But it was also a way back into writing about more than just electronic music or DJs—suddenly, I could write about rock records or reissues or anything I liked that I was certain others hadn’t pitched, usually correctly. Obviously, this varied. Pearce, for instance, did not allow reviews of physical-media-only releases, nor of straight-up reissues—both things I’d done a lot of with Zahr, his predecessor. I got around this once, with R.E.M.’s New Adventures in Hi-Fi (25th Anniversary Edition), which Sheldon let me do because I concentrated on the second disc, a kind of alternate version of the album, with unreleased or rare versions of several songs.

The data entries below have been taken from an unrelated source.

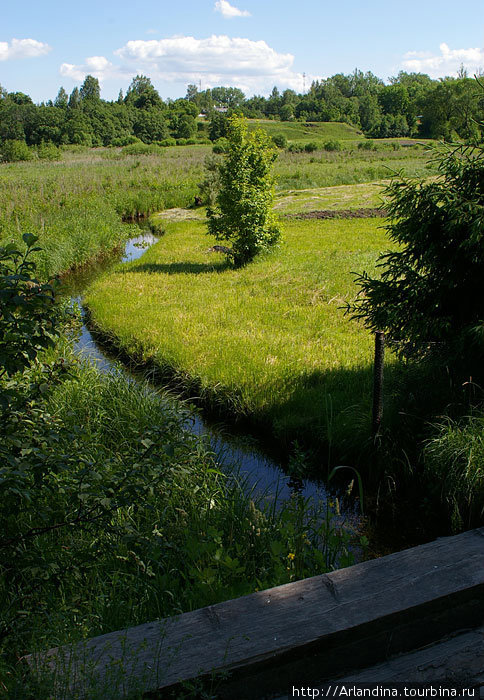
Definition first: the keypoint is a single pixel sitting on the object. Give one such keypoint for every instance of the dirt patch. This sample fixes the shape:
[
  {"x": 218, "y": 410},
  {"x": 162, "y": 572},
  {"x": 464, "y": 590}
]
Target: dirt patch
[{"x": 363, "y": 213}]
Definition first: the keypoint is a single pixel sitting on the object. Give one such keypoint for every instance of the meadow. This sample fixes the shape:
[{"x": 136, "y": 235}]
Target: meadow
[
  {"x": 270, "y": 342},
  {"x": 78, "y": 205}
]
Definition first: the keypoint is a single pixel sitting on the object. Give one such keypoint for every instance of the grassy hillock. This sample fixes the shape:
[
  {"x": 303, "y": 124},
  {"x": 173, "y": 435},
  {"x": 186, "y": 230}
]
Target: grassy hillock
[{"x": 269, "y": 342}]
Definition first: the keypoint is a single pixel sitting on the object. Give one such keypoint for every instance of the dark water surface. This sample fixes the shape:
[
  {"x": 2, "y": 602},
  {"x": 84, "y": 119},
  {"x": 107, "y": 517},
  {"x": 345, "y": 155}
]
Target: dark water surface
[{"x": 263, "y": 473}]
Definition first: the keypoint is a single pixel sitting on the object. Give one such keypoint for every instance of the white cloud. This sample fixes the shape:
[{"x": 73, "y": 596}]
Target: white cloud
[
  {"x": 447, "y": 62},
  {"x": 22, "y": 48},
  {"x": 97, "y": 66},
  {"x": 216, "y": 60},
  {"x": 253, "y": 66},
  {"x": 228, "y": 10}
]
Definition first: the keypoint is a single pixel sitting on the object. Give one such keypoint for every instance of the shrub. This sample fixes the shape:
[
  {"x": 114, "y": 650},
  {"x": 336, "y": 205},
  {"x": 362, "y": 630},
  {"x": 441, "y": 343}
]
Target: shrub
[
  {"x": 310, "y": 147},
  {"x": 13, "y": 150},
  {"x": 280, "y": 140},
  {"x": 124, "y": 140},
  {"x": 243, "y": 214},
  {"x": 221, "y": 145},
  {"x": 430, "y": 297},
  {"x": 167, "y": 142},
  {"x": 141, "y": 149},
  {"x": 48, "y": 151}
]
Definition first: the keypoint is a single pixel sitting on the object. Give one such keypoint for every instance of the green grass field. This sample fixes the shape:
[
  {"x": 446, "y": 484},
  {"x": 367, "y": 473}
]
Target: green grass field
[
  {"x": 77, "y": 205},
  {"x": 304, "y": 132},
  {"x": 269, "y": 341}
]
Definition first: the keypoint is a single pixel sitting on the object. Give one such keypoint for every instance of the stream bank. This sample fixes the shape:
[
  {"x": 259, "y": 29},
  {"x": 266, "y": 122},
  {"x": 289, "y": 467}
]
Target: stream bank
[{"x": 259, "y": 466}]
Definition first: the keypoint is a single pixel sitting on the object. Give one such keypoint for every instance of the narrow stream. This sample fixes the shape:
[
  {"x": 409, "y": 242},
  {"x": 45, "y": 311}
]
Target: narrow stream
[{"x": 262, "y": 473}]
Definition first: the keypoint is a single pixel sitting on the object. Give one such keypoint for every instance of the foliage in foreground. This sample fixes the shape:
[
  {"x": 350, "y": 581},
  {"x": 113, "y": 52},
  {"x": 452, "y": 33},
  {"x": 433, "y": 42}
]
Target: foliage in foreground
[
  {"x": 243, "y": 214},
  {"x": 112, "y": 514},
  {"x": 429, "y": 298},
  {"x": 454, "y": 466}
]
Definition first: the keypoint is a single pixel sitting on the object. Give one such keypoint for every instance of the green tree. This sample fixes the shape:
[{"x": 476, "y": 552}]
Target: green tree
[
  {"x": 90, "y": 90},
  {"x": 62, "y": 98},
  {"x": 28, "y": 317},
  {"x": 430, "y": 296},
  {"x": 142, "y": 94},
  {"x": 243, "y": 213}
]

Illustration by Ricardo Diseño
Mostly, though, I wrote about DJs and electronic music, happily and with relish, from my first piece there, on Robert Hood—whose Mirror Man I also reviewed—to the last, the thematically apt DJ Assault. The latter reads to me like a condensation of everything I got to do in the section: I wrote about something most readers didn’t know about, quoted dirty lyrics, and ended with a three-dollar word (“satori”). In June, I’d even gotten an illustration (see above) for my Danny Tenaglia blurb. I’d written about him before, too—one of the final ever parties at the Brooklyn club Output before it shut down a week later.
Openings and closings—that’s nightlife, that’s New York, and now it’s this. I always thought I was getting away with something by being in the section, and looking back, I was. As I told The Fine Print, the new newsletter format of Goings On seems undercooked, to say the least; the phrase I actually used was “a disservice.” But it was one hell of an opportunity, and like an America against fascism, I’m glad I got to have it for a while.
Two final things. The one time I was in New York while writing for the magazine, I visited but one club: Basement, during a L.I.E.S. showcase. It ended with me taking my companion back home after he’d passed out on the dance floor. When I mentioned to the head of paramedics that I’d written about the place for The New Yorker, she smiled indulgently and asked, in essence, if that was a blog. And lastly, much as I miss writing for the section already, I’m so glad I never have to style it as “d.j.” again.